There are a number of limitations to the present results that should be considered. First, we have evaluated only cultures of epithelial cells. While the airway epithelium is typically considered the primary source of respiratory pathology in CF, the typical effector tissue for β2AR-agonists is airway smooth muscle. Recent studies have demonstrated clear evidence of smooth muscle dysfunction in CF, further raising the importance of understanding the relative impact of β2AR stimulation on epithelial versus smooth muscle function in the context of defective and restored CFTR function (58). While our data clearly demonstrate the negative impact of chronic β2AR-agonist exposure on subsequent CFTR activation, they do not fully evaluate possible modifications to the CFTR, such as changes in channel-open probability, plasma membrane recycling rate, or single-channel conductance. Surface biotinylation studies would directly evaluate effects on the apical membrane CFTR pool; however, such studies can be biased by permeable cells (59). The capacity to overcome functional defects with cell-permeant cAMP suggests that these are not operative, but our studies cannot exclude their contribution. Finally, the metabolism and breakdown of albuterol in our cell culture system is likely quite different from that in an intact human airway. Moreover, the cellular response to such exposures may be different in a living, complex organism; as such, the effects of our in vitro studies must be taken with caution when considering the in vivo condition.

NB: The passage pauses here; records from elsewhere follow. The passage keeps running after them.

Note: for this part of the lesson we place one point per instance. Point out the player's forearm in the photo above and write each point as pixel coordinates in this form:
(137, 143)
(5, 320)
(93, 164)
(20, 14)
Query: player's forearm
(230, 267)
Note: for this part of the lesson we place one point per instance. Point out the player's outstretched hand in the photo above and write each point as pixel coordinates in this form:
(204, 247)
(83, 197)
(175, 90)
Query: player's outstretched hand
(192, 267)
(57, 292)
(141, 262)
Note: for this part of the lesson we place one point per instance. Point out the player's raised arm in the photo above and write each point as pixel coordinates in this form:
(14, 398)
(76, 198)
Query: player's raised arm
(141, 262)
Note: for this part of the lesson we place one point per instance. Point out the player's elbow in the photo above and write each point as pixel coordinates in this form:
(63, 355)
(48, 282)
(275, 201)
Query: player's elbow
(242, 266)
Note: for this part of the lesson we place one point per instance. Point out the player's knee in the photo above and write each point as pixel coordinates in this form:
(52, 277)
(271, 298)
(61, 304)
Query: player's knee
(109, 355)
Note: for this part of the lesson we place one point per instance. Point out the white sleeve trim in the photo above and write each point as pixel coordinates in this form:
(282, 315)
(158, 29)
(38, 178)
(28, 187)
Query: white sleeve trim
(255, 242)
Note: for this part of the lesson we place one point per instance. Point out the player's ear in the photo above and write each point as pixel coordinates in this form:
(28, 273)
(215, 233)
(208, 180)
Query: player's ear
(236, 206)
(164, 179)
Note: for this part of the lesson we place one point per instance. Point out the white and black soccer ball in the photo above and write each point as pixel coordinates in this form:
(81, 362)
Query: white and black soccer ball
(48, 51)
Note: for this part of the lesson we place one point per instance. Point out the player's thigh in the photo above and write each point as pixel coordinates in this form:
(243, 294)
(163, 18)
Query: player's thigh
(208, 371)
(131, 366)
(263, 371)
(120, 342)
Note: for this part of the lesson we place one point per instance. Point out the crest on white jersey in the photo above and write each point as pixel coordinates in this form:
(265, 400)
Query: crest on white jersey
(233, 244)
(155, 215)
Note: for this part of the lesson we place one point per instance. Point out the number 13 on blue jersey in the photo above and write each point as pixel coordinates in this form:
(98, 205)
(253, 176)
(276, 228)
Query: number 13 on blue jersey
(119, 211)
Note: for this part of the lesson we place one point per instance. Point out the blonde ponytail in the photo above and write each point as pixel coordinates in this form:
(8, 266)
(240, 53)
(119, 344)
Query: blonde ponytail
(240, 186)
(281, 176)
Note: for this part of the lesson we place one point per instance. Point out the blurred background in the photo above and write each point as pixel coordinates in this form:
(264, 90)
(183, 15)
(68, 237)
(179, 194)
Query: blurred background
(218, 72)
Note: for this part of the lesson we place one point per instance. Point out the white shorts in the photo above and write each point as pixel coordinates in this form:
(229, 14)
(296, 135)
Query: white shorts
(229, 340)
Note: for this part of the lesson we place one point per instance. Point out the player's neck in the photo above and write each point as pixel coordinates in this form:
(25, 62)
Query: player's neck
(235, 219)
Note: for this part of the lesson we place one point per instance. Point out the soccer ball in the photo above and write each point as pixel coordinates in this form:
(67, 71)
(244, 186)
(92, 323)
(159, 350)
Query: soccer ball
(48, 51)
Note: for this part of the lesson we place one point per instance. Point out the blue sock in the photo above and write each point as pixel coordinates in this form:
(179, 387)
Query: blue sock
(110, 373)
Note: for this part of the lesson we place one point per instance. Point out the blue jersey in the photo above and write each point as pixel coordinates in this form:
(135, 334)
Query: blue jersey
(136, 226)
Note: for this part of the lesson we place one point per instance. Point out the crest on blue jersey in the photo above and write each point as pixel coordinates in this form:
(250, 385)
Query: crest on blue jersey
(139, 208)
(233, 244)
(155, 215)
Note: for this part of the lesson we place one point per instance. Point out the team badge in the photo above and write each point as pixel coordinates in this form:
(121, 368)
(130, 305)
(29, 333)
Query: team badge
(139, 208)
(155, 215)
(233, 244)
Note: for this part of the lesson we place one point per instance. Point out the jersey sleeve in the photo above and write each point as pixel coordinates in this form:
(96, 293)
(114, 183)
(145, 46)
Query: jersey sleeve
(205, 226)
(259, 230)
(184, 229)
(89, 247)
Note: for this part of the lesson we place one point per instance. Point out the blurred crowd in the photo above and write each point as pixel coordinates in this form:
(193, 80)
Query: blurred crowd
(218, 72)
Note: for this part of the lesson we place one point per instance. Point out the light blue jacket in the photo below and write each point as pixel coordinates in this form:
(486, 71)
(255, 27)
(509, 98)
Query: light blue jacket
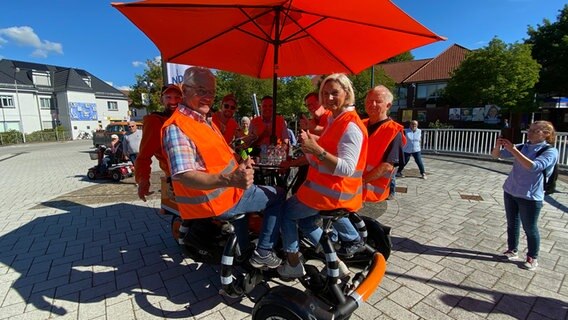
(413, 139)
(529, 183)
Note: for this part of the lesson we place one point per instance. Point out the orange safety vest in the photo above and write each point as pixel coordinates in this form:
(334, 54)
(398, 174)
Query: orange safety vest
(325, 191)
(379, 189)
(230, 127)
(218, 158)
(264, 134)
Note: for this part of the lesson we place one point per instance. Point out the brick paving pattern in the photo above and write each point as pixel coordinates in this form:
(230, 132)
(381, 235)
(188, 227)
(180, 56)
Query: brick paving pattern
(71, 248)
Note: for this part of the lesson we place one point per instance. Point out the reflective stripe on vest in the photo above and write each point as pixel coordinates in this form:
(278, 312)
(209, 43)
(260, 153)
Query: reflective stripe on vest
(211, 195)
(324, 169)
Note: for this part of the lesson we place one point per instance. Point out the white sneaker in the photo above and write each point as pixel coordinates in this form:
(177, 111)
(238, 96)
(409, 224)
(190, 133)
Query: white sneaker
(531, 263)
(510, 255)
(288, 272)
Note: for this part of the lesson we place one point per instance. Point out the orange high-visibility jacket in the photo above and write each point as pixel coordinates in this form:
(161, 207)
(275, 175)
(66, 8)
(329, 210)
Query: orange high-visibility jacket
(218, 158)
(379, 189)
(151, 145)
(324, 191)
(262, 130)
(230, 127)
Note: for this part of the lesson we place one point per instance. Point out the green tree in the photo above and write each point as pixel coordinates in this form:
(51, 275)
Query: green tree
(550, 48)
(243, 88)
(501, 74)
(149, 83)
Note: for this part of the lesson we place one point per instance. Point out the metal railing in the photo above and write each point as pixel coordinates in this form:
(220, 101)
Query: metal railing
(478, 142)
(16, 137)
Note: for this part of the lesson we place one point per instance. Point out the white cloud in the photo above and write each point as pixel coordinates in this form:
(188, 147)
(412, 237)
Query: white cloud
(138, 64)
(26, 37)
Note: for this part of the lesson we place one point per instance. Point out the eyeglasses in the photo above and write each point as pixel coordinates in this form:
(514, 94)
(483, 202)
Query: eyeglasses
(202, 92)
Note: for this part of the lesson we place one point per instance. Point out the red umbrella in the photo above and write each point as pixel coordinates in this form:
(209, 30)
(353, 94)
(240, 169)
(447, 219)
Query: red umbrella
(271, 38)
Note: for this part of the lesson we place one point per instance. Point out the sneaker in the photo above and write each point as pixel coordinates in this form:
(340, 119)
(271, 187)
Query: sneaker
(288, 272)
(510, 255)
(531, 263)
(348, 249)
(271, 260)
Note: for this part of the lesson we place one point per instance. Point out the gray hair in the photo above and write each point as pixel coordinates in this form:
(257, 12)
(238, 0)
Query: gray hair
(345, 84)
(192, 73)
(384, 92)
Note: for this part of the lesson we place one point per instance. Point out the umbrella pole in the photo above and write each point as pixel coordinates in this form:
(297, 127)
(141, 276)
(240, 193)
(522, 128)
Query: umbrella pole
(273, 138)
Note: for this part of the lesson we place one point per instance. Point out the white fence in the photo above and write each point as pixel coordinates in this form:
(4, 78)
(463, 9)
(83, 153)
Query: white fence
(477, 142)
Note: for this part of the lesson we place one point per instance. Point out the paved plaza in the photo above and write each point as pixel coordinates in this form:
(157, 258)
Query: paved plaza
(71, 248)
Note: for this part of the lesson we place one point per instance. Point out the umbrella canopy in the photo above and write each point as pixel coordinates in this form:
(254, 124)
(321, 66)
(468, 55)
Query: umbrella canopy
(271, 38)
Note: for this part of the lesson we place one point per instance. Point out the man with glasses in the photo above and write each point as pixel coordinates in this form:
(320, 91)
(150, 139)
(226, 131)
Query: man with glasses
(224, 120)
(132, 141)
(206, 179)
(151, 144)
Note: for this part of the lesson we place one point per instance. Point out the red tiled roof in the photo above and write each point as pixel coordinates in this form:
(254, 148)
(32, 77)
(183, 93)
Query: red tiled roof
(399, 71)
(438, 68)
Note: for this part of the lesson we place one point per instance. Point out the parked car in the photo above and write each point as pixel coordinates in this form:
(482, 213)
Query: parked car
(119, 128)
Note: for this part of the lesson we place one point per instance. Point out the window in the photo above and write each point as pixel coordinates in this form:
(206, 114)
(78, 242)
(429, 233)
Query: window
(47, 124)
(400, 97)
(112, 105)
(41, 79)
(45, 103)
(87, 80)
(430, 90)
(7, 102)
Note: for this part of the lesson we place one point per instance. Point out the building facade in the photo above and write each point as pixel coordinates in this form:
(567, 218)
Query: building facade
(35, 97)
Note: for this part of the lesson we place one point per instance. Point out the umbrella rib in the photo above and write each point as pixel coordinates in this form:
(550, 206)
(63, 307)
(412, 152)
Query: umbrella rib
(305, 30)
(236, 27)
(433, 35)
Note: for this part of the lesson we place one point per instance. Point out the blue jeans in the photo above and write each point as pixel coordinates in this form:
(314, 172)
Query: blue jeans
(297, 214)
(417, 158)
(519, 210)
(258, 198)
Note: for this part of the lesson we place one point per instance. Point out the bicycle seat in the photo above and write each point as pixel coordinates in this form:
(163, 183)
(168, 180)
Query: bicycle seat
(335, 213)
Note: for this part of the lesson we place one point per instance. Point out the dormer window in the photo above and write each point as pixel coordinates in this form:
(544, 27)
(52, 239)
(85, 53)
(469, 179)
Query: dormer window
(41, 78)
(87, 80)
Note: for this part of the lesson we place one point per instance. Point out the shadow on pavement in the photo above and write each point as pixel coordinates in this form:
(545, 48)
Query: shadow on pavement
(494, 302)
(409, 245)
(108, 254)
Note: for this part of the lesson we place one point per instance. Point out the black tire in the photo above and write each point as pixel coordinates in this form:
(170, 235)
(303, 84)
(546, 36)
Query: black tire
(378, 236)
(116, 176)
(275, 312)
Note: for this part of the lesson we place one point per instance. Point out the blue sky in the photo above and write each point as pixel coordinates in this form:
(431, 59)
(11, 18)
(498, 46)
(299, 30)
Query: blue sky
(92, 35)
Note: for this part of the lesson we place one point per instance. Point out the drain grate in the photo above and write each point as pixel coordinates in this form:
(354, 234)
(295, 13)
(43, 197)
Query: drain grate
(471, 197)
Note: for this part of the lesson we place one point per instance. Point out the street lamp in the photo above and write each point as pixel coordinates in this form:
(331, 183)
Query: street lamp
(16, 70)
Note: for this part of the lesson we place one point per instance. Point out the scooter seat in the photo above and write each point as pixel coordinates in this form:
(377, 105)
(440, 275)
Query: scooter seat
(335, 213)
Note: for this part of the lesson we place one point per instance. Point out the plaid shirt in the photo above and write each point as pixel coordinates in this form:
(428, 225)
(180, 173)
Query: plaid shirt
(183, 155)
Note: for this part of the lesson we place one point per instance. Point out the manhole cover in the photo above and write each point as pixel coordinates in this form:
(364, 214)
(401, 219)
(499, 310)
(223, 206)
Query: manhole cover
(471, 197)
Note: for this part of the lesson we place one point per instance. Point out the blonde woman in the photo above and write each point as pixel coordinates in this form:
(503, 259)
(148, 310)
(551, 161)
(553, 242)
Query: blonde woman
(524, 187)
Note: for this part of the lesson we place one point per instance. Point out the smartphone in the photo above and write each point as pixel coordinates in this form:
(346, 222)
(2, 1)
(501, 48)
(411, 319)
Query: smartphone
(507, 133)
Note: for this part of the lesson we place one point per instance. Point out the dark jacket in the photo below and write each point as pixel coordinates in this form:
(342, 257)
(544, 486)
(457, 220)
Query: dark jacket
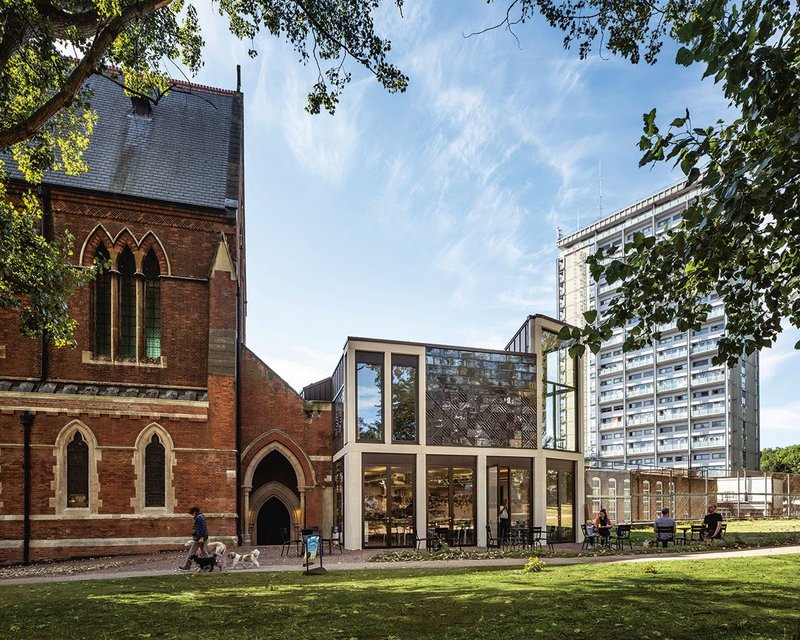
(199, 529)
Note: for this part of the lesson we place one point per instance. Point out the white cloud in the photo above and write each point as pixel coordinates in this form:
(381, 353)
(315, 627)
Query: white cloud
(780, 425)
(772, 361)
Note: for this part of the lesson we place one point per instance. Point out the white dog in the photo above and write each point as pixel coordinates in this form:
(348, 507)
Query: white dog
(249, 559)
(212, 548)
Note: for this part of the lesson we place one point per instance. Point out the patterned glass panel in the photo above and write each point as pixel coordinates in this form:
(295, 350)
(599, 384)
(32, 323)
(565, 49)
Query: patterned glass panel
(338, 421)
(404, 399)
(369, 395)
(480, 399)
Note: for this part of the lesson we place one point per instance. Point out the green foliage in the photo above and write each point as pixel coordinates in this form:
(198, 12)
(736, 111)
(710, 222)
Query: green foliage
(534, 565)
(738, 236)
(48, 48)
(781, 459)
(35, 275)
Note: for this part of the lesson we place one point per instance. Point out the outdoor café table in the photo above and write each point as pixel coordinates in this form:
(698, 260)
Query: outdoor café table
(519, 536)
(537, 537)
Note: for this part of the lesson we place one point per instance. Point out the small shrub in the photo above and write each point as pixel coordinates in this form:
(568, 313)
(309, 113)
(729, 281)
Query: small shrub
(534, 565)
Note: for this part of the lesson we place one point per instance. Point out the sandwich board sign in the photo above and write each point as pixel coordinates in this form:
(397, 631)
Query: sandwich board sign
(313, 551)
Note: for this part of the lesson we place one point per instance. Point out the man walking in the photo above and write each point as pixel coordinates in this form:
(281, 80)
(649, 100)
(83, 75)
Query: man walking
(199, 537)
(664, 528)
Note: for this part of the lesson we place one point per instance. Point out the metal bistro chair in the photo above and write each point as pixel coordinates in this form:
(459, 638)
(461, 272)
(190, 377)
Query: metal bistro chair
(621, 535)
(551, 536)
(589, 538)
(697, 529)
(665, 531)
(536, 536)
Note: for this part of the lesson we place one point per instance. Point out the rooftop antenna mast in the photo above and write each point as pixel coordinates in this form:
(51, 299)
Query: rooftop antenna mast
(600, 172)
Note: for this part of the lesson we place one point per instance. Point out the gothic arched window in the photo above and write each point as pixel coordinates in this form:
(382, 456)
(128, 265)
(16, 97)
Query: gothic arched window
(154, 477)
(152, 306)
(77, 472)
(127, 304)
(102, 307)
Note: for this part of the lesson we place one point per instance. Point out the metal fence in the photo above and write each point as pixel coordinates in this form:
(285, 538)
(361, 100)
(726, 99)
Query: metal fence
(637, 496)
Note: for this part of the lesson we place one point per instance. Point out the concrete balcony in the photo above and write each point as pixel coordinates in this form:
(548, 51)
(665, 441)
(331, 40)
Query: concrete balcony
(665, 415)
(675, 383)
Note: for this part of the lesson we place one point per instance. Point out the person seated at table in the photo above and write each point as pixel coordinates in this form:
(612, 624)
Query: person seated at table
(664, 521)
(602, 525)
(712, 524)
(591, 534)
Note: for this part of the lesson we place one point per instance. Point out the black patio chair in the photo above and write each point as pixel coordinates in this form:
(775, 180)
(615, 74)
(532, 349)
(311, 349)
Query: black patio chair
(665, 535)
(696, 530)
(551, 537)
(589, 539)
(622, 535)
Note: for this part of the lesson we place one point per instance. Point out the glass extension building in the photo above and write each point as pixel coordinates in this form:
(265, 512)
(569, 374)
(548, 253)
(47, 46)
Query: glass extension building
(665, 405)
(429, 440)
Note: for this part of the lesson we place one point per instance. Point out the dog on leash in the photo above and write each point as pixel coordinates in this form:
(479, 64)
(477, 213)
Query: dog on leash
(250, 560)
(206, 563)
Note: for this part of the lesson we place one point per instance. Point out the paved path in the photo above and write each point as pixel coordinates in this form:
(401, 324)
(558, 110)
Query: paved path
(166, 564)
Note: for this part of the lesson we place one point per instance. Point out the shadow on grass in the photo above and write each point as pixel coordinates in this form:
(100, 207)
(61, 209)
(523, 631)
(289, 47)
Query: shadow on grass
(738, 599)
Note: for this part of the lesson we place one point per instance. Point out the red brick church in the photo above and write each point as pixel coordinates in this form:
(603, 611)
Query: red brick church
(161, 406)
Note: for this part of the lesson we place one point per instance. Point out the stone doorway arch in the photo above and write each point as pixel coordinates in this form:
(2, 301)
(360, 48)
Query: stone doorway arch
(259, 499)
(254, 498)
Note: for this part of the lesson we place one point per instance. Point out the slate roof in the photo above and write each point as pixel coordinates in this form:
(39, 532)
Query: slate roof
(186, 151)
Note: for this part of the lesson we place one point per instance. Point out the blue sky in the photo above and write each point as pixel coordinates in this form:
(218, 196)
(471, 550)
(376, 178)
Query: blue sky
(432, 216)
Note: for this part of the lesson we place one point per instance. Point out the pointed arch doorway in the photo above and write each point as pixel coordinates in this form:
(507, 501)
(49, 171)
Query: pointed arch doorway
(272, 518)
(273, 495)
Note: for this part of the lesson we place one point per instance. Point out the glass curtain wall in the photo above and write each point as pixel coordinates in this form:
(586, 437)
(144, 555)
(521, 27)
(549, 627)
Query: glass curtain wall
(404, 398)
(451, 502)
(561, 499)
(559, 423)
(338, 499)
(388, 504)
(369, 396)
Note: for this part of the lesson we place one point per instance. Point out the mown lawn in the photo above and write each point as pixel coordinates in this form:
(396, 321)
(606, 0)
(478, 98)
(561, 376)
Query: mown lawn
(754, 599)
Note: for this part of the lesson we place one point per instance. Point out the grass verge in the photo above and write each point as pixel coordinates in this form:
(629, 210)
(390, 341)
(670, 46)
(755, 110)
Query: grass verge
(736, 599)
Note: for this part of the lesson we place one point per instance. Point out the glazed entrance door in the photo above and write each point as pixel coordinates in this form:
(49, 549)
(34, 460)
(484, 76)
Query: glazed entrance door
(510, 486)
(561, 499)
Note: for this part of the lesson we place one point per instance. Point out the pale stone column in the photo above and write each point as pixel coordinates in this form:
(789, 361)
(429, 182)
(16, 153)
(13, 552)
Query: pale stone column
(247, 525)
(481, 494)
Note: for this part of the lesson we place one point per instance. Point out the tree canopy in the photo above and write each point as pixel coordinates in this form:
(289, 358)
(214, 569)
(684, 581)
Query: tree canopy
(781, 459)
(48, 49)
(738, 237)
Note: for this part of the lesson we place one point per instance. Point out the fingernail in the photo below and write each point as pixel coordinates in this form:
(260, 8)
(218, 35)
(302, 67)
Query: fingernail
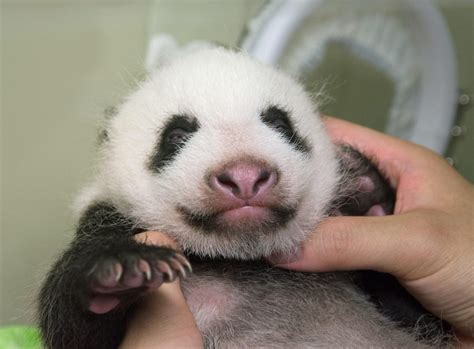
(285, 258)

In summary, our results are the first to demonstrate clear reduction in wtCFTR and corrected F508del-CFTR activation following chronic exposure to β2AR-agonists. This raises a critical clinical question in CF care, as excessive use of β2AR-agonist therapies may inadvertently reduce the benefit from novel, potentially life-changing CFTR modulator therapies. This effect may also confound ongoing and future clinical trials of CFTR-modulating drugs, complicating interpretation of study results. Moreover, our results may have implications for other airway disease states where CFTR function is reduced (COPD), or where β2AR-agonist use may be excessive (difficult-to-treat asthma). Further understanding the interplay between β2AR-agonists and regulation of airway epithelial ion transport and CFTR will be essential to ensure maximal benefits from CFTR-directed therapies.

Methods

Cell culture.

CFBE41o- cells were originally generated and described by Guenert and colleagues (60, 61). CFBE41o- cells stably transduced with wtCFTR or F508del-CFTR cDNA under regulatory control were the gift of Eric Sorscher at the University of Alabama at Birmingham (62). Cells were grown in T75 flasks (Costar), seeded onto collagen-coated Transwell filters (6.5 mm; Corning, Inc.), and maintained in DMEM containing 10% FBS (Life Technologies). Resistance was monitored using an EVOM2 (World Precision Instruments), and cells were studied when resistance was 500–1,000 Ωcm2. Primary HAECs obtained from the University of North Carolina Airway Cell Core (under the direction of Scott Randell; Chapel Hill, North Carolina) were isolated from donor or recipient lungs that were cryopreserved at passage 1 and cultured as previously described (63). Briefly, HAECs were cultured in Bronchial Epithelial Growth Medium (Lonza) on Purecol-coated tissue-culture dishes (Advanced Biomatrix) until 80%–90% confluent, then passaged and plated onto Transwell-Clear permeable supports (0.4 μm pore size; Corning, Inc.) coated with type IV collagen (Sigma-Aldrich). Cells on permeable supports were cultured with Ultroser G–containing (Crescent Chemical Company) media that was changed daily.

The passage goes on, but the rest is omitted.